In vivo tumor models
The M21 human melanoma cancer cell line was cultured in Dulbecco's Modified Eagle Medium (DMEM) with 10% fetal bovine serum (FCS) and penicillin/streptomycin. The BT474 human breast cancer cell line was cultured in DMEM/F12 (1:1) medium with 10% FCS and penicillin/streptomycin. The mouse 4T1 breast cancer cells were cultured in Ischove's Modified Dulbecco Medium (IMDM; Invitrogen) supplemented with 10% FCS and penicillin/streptomycin. For the 4T1 xenografts, 1 × 106 cells were injected orthotopically into BALB/c mice (Charles River, Wilmington, MA). The M21 model was generated by injecting 1 × 106 cells subcutaneously (s.c.) into the flanks of female nude mice (Harlan Sprague Dawley, Inc., Indianapolis, IN). For the BT474 xenografts, 17β-estradiol pellets (Innovative Research of America, Sarasota, FL) were implanted s.c. into the back of the nude mice one day prior to the orthotopic inoculation of 5 × 106 cells in matrigel (BD Biosciences, San Jose, CA). We avoided using tumours that had grown big enough to have necrosis. All animal experimentation was performed according to procedures approved by the Animal Research Committee at the University of California, Santa Barbara.
In vivo biotinylation
To specifically quantify accessible αvβ3 integrin and HER2 receptors we labeled proteins accessible from the blood circulation with perfusion of amine-reactive biotin8,24 and quantified labeled target and total target protein by ELISA. Anesthetized tumor mice were terminally perfused, first with a solution of 10% dextran-40 (w/v) in PBS at 37°C to remove blood and then with 1 mg/mL sulfo-NHS-LC-biotin in PBS containing 10% Dextran-40 (w/v), followed by neutralization of the unreacted biotinylation reagent with 50 mM Tris(hydroxymethyl) aminomethane hydrochloride in PBS (Tris, pH 7.4). Tissues and tumors were excised, and either snap-frozen to prepare homogenates or embedded in Tissue-Tek O.C.T (Fisher Scientific, USA) for cryopreservation and sectioning.
Immunofluorescence analysis of biotinylated tissues and tumour
Cryosections (6 μm thickness) were incubated with Streptavidin-Alexa Fluor 488 (Molecular Probes) to visualize labelling.

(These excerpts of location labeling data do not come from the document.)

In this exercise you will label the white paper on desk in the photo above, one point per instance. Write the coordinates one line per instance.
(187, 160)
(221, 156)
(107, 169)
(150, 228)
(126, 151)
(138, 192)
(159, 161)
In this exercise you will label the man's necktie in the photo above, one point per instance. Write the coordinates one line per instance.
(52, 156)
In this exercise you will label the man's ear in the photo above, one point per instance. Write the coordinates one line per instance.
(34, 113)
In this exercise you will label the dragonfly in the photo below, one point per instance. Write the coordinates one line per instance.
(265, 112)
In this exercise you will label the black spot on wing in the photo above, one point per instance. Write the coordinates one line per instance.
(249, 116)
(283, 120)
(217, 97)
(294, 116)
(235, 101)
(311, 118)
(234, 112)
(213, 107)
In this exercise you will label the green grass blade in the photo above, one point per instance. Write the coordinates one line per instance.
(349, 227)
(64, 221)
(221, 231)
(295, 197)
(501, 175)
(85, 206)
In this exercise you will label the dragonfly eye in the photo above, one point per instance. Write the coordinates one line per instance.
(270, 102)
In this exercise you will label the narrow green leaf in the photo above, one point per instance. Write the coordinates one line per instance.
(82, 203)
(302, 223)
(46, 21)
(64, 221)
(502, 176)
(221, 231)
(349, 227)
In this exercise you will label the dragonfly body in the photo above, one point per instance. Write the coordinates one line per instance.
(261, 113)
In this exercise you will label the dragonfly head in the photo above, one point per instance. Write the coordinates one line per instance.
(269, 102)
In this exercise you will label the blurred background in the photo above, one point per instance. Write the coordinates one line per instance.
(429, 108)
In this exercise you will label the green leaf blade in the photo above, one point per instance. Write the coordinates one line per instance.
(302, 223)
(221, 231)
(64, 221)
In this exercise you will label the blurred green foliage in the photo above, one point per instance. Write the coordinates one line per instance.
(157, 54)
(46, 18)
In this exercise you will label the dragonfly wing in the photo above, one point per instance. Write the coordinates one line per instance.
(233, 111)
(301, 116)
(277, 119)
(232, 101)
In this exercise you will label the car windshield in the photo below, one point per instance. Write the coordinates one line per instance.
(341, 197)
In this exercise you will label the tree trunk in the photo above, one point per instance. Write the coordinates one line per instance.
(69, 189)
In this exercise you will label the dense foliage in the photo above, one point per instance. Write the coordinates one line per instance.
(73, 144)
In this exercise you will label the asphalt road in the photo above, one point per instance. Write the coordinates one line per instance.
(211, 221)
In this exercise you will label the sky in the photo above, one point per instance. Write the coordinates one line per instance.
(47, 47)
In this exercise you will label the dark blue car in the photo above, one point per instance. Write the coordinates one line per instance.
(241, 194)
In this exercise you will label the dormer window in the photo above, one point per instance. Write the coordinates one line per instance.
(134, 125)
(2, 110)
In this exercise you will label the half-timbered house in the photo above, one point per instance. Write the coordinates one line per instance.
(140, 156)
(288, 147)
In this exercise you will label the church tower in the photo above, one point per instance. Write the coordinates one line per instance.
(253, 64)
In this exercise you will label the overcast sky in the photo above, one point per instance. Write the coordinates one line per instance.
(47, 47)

The nuclei were stained with DAPI. Tissue sections were examined and photographed under a FluoView 500 confocal laser-scanning microscope (Olympus).
Preparation of protein extracts and receptor quantification
Tumours from in vivo biotinylated mice were suspended in lysis buffer (2% NP-40, 50 mM Tris, 10 mM EDTA, protease inhibitor cocktail) in PBS at 50 mg tumor per mL lysis buffer. The samples were homogenized, sonicated for 5 min and centrifuged at 16000 × g for 10 min at room temperature. Protein concentration in the supernatant was quantified by the BCA assay (Pierce). To determine the number of biotinylated αvβ3 receptors, ELISA plates were coated with 50 μl of goat anti-human αv polyclonal antibody at a concentration of 5 μg/mL for 18 h at 4°C. The wells were washed three times with PBS/0.05% Tween-20, and blocked with 1% biotin-free BSA. Diluted tumor lysates or biotinylated standards of αvβ3 and HER2 (described in the following section) were added to the wells and incubated for 2 hr at room temperature with shaking. After washing, 100 μL of streptavidin-HRP (diluted 1:1000) in 1% BSA/PBST (PBS with 0.05% Tween 20) was added to the wells and incubated with shaking for 30 min at RT. The plates were then developed with 2,2-azino-bis(3-etylbenzthiazoline-6-sulfonic acid) and absorbance measured at 405 nm. To separately quantify human and mouse αvβ3 integrins in M21 xenograft tumor lysates, sandwich ELISA was performed with species-specific anti-human αvβ3 LM609 and rat anti-mouse αv monoclonal antibodies. The biotinylation of HER2 receptor in the BT474 model was similarly quantified by direct sandwich ELISA using anti-human HER2 (Herceptin) as the capture antibody.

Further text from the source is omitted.